LANDesk also has integrated version 3.0 with its LANDesk Service Desk product to better support incident, problem and change management.

Pricing for Process Manager 3.0 ranges from about $35,000 for companies with less than 1,000 employees to about $190,000 for businesses with more than 10,000 employees, according to LANDesk.

MICROSOFT SERVICES CHIEF TO RETIRE AFTER 19 YEARS
Rick Devenuti, senior vice president of Microsoft Services and IT, is retiring, Microsoft said last week.

A 19-year Microsoft veteran, Devenuti will stay on through the end of the calendar year. The news was announced internally in an e-mail from Microsoft COO Kevin Turner.

A Microsoft spokesman said Devenuti is leaving the software giant to spend more time with his family. A successor will be named in a few weeks, according to the company.

Devenuti oversaw Microsoft's managed services effort. The company's deal to provide managed services for Energizer Holdings stirred up angst among solution provider partners, who viewed the move as an incursion onto their services turf—a charge that Devenuti always refuted. He maintained that Microsoft was merely trying to learn lessons by implementing and supporting its wares in heterogeneous environments.
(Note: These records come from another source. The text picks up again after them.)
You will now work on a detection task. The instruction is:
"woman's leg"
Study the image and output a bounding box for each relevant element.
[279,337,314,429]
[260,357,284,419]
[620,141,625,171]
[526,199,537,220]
In his e-mail, Turner said that when Devenuti took over Microsoft's enterprise services and IT unit in 2003, he created a three-year plan for the business. "Microsoft is currently in the second year of that plan, achieving record performance in FY06," Turner wrote.

Some VAR partners focusing on enterprise accounts say there has been confusion around Devenuti's role at Microsoft, as well as that of Simon Witts, vice president of the company's Enterprise Partner Group.